見方・考え方を軸にした教科の横断・統合を図る総合学習(冒頭)

教科学習と総合学習の統合
   ―文芸研のめざす総合学習― 文芸教育研究協議会会長 /西郷 竹彦


教科学習と総合学習を結ぶ原理

 教科学習と総合学習、この両者をどのように関連づけ、統一すればいいのか、ということを中心にお話したいと思います。

 最近、教育の現場を回っていて、いつも感じることがあります。それは、「教科学習に力を入れるととても総合学習どころではない。逆に総合学習へ力を入れていくと、教科学習がどうしてもおろそかになる。なかなか両者が両立できない」というジレンマ、悩みを抱えている教師が多いということです。ここに集まっておられる先生方も、この両方をどううまく両立するか、なかなか確信がもてないのではないでしょうか。

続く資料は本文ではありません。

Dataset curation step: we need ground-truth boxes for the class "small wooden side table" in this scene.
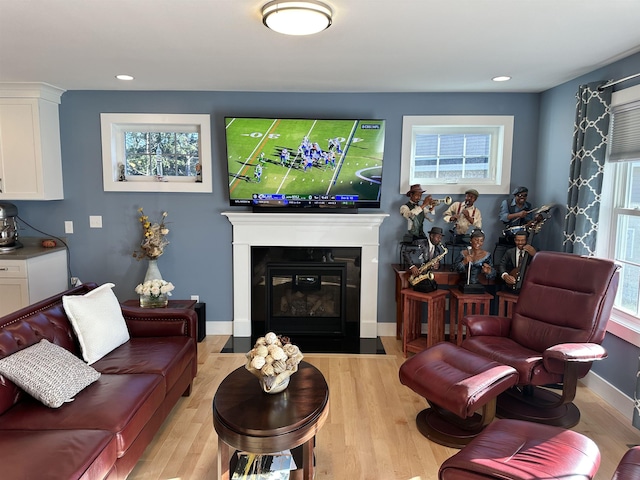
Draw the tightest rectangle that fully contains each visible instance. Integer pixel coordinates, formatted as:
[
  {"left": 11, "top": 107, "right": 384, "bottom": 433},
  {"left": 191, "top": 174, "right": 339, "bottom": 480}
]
[
  {"left": 496, "top": 290, "right": 518, "bottom": 318},
  {"left": 392, "top": 263, "right": 460, "bottom": 340},
  {"left": 449, "top": 288, "right": 493, "bottom": 345},
  {"left": 400, "top": 288, "right": 449, "bottom": 357},
  {"left": 122, "top": 299, "right": 198, "bottom": 310}
]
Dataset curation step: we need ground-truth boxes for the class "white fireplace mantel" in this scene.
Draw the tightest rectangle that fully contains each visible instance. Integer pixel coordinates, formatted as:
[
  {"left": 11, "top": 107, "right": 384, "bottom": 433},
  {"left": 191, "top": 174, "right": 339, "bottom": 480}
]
[{"left": 222, "top": 212, "right": 389, "bottom": 338}]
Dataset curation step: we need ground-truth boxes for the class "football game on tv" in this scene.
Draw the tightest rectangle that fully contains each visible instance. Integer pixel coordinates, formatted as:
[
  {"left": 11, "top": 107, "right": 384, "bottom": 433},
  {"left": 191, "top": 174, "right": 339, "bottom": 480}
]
[{"left": 225, "top": 117, "right": 385, "bottom": 209}]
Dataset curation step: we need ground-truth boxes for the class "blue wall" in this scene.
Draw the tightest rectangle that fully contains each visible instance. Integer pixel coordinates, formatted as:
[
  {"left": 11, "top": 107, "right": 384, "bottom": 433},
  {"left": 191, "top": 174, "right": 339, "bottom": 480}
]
[
  {"left": 12, "top": 91, "right": 539, "bottom": 330},
  {"left": 15, "top": 51, "right": 640, "bottom": 395},
  {"left": 536, "top": 49, "right": 640, "bottom": 398}
]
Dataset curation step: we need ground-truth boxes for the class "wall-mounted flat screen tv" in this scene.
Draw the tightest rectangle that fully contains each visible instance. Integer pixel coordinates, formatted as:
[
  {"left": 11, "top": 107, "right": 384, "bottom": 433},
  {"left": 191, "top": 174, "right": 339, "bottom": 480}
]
[{"left": 225, "top": 117, "right": 385, "bottom": 210}]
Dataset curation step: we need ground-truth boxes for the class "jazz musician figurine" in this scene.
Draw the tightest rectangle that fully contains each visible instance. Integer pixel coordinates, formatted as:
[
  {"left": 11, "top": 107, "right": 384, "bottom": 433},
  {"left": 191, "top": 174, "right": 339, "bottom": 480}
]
[
  {"left": 498, "top": 230, "right": 536, "bottom": 293},
  {"left": 400, "top": 184, "right": 434, "bottom": 242},
  {"left": 499, "top": 187, "right": 542, "bottom": 245},
  {"left": 453, "top": 229, "right": 496, "bottom": 293},
  {"left": 409, "top": 227, "right": 448, "bottom": 293},
  {"left": 442, "top": 188, "right": 482, "bottom": 243}
]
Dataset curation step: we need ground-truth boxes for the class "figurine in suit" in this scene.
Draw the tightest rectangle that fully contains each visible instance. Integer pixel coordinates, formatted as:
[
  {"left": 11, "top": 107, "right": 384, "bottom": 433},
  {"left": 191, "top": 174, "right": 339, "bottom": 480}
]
[
  {"left": 498, "top": 230, "right": 536, "bottom": 289},
  {"left": 453, "top": 229, "right": 496, "bottom": 284}
]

 私どもは、自分と自分を取りまく世界を望ましい方向に変えていく主体を育てることが教育の目的であると長年主張してきました。そのためには、何が必要でしょうか。まず、教科学習を確立することです。その上にたって総合学習を展開していき、両者を統一することが必要だと考えます。

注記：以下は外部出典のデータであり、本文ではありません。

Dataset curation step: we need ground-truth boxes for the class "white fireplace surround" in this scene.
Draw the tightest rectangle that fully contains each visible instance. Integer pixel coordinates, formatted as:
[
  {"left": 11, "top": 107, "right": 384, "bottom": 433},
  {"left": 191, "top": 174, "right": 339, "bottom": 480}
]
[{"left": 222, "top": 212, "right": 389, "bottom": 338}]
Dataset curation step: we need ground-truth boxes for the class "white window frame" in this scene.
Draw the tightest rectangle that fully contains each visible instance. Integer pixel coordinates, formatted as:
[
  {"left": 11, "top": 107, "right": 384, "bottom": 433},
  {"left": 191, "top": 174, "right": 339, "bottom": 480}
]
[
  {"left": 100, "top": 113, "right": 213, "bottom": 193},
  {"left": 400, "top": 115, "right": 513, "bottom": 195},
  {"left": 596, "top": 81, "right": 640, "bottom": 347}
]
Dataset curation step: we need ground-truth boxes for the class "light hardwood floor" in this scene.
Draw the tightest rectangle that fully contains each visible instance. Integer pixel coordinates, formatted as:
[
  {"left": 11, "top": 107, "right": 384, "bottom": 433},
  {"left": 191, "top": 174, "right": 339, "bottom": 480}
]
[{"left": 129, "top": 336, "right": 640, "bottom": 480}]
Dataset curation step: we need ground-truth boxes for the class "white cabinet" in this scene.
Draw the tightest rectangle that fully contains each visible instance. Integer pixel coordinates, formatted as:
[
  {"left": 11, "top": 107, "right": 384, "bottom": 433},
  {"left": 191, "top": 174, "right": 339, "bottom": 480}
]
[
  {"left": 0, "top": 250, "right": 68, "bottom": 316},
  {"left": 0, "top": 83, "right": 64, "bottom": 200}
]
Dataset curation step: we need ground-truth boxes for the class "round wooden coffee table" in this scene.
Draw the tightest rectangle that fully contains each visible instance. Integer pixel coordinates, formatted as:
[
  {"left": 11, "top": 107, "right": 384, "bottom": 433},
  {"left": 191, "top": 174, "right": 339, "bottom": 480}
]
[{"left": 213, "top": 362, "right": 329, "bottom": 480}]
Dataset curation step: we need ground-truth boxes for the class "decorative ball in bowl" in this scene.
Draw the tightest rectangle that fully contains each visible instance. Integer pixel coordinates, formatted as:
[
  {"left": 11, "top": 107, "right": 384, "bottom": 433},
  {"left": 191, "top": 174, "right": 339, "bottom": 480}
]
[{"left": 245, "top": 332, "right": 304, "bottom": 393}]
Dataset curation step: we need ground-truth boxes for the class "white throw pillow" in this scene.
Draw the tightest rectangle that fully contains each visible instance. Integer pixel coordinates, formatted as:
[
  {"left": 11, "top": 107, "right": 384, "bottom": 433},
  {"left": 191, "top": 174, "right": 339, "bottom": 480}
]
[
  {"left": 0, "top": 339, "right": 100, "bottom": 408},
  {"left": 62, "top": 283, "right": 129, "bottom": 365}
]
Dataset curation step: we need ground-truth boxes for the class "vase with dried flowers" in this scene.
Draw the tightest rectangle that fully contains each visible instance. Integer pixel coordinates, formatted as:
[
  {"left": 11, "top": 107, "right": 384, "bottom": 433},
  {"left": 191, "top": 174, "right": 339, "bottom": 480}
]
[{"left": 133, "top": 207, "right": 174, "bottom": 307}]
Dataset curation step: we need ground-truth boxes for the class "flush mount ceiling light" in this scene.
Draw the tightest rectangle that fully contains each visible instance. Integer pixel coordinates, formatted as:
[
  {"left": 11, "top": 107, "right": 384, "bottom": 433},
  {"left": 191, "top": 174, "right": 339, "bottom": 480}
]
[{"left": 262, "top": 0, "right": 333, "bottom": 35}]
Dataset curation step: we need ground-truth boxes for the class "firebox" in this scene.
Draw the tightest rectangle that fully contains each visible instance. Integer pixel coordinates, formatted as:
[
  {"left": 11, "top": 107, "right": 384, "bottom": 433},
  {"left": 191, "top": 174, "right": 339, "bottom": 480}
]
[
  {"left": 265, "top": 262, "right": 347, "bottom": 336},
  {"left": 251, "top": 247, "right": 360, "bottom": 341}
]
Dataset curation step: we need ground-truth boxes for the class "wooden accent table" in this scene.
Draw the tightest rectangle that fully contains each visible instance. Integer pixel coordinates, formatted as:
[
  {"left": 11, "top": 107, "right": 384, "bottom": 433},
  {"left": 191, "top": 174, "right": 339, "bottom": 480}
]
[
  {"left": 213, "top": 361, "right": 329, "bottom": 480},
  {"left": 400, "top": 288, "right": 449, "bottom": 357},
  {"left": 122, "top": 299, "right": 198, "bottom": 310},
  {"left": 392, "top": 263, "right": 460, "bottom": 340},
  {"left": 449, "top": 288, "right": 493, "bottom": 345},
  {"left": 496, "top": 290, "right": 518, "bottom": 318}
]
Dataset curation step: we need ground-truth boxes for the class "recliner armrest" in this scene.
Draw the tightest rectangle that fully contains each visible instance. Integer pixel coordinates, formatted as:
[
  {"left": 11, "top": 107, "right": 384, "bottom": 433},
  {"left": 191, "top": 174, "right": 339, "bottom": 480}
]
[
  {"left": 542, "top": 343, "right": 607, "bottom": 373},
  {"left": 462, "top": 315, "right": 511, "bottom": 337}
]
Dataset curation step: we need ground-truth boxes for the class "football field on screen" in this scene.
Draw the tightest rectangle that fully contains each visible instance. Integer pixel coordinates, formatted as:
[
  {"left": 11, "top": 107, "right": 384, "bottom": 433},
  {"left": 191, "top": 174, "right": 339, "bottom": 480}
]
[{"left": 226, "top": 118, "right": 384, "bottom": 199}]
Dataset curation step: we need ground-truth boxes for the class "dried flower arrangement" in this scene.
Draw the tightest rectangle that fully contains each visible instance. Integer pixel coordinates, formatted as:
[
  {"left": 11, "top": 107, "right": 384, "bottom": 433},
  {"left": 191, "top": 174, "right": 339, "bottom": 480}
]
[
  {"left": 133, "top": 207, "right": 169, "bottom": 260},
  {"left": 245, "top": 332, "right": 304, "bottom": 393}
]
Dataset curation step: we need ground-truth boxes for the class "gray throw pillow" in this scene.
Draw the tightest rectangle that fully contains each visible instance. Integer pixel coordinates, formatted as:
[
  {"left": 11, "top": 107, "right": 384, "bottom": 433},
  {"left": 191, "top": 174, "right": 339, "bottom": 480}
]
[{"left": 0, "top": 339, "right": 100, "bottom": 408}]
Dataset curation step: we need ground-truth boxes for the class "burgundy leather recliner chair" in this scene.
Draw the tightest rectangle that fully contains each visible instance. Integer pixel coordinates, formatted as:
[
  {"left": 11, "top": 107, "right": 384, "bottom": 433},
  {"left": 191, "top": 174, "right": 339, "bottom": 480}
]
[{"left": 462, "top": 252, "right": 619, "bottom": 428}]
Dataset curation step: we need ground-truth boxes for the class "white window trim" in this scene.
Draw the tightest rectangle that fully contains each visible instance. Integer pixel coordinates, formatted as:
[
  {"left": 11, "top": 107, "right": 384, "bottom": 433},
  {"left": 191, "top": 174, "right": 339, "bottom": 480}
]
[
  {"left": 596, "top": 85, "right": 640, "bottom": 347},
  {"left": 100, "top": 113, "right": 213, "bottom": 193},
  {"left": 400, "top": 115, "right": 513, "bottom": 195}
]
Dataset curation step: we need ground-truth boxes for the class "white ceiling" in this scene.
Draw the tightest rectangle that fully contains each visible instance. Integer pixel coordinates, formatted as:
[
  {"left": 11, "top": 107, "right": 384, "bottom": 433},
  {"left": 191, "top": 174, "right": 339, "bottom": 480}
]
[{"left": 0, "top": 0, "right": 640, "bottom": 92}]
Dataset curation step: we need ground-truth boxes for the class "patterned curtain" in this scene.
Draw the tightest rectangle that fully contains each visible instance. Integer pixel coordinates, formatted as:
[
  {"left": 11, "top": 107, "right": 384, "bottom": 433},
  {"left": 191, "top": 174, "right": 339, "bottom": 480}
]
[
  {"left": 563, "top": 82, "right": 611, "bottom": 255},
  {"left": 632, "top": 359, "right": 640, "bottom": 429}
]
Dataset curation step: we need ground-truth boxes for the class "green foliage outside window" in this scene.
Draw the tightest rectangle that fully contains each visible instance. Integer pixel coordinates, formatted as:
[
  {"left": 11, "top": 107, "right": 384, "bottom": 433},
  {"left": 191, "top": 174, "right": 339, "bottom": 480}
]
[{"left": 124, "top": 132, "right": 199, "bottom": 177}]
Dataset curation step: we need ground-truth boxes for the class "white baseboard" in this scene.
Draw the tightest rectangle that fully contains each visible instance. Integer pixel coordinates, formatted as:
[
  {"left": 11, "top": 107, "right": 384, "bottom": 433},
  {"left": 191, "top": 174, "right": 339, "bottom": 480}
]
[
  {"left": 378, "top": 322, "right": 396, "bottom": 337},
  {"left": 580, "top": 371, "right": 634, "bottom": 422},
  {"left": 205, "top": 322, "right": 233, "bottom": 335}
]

 それでは、どういう原理で統一できるのでしょうか。結論的に言いますと、ものの見方・考え方、あるいは認識の方法(「認識」とはわかること)、つまりわかり方を低学年、中学年、高学年、中学と系統的に指導することだと考えています。しかも、全ての教科でものの見方・考え方の原理をふまえた系統指導をしていくことです。そうすると、ものの見方・考え方で全ての教科を関連させ、横断することができます。

 教科には、それぞれ独自性があります。国語科には国語科の、社会科には社会科の、理科には理科の独自性があります。ですから、それぞれの独自性をふまえた指導が必要です。独自性と同時に、すべての教科には共通するものがあるはずです。すべての教科の指導は、大きな教育の目的にむかって統一されなければならないことはもちろんです。しかし、目的だけではなく、方法の上でもすべての教科に共通するものがあるはずです。その方法とは一体何かというと、ものの見方・考え方、つまり認識の方法です。算数の場合でも、理科の場合でも、社会の場合でも、国語の場合でも、ものの見方・考え方は共通なはずです。だから、ものの見方・考え方を軸にして、それぞれの教科で系統指導すると同時にすべての教科を横に関連、横断、統合することが可能になるのです。私どもはこういう考え方をこれまでずっとすすめてきました。

 「総合的な学習の時間」が文部省から出されたから、私どもは、あわてて総合学習ということを言い出だしたのではありません。教科を関連、横断、統合する理論や実践は、文部省が「総合的な学習」を言い出すずっと前、広い意味ではもう四十年も前から今日まで、文芸研が一貫してすすめてきたものです。私どもの方が、総合学習のあり方を先取りして主張してきたとも言えます。

 今日は、見方・考え方にはどういうものがあるのかをお話しする時間はありません。したがって、国語を例にして教科学習をどう確立すればいいのか、しかもそれが総合学習を展開することとどううまくつながるかに焦点を絞ってお話してみたいと思います。

 具体的に話をするために、光村版の教科書教材になっております宮沢賢治の「やまなし」と、まど・みちおの「よかったなあ」という詩を取り上げたいと思います。


「やまなし」から生まれる疑問

 「やまなし」は短い作品ですが、これを読まれると、いろいろな疑問をもたれるかと思います。専門家の間でも、それから教師や子どもたちからも、よく出る疑問があります。それは、いったい〈クラムボン〉というのは何だろうか、なぜ「やまなし」という題名になっているのかといったことです。

 〈やまなし〉は、〈十二月〉の場面の後半で少し出てくる程度です。その程度の比重しかない〈やまなし〉を、なぜ作品全体の題名にしているのだろうかという疑問です。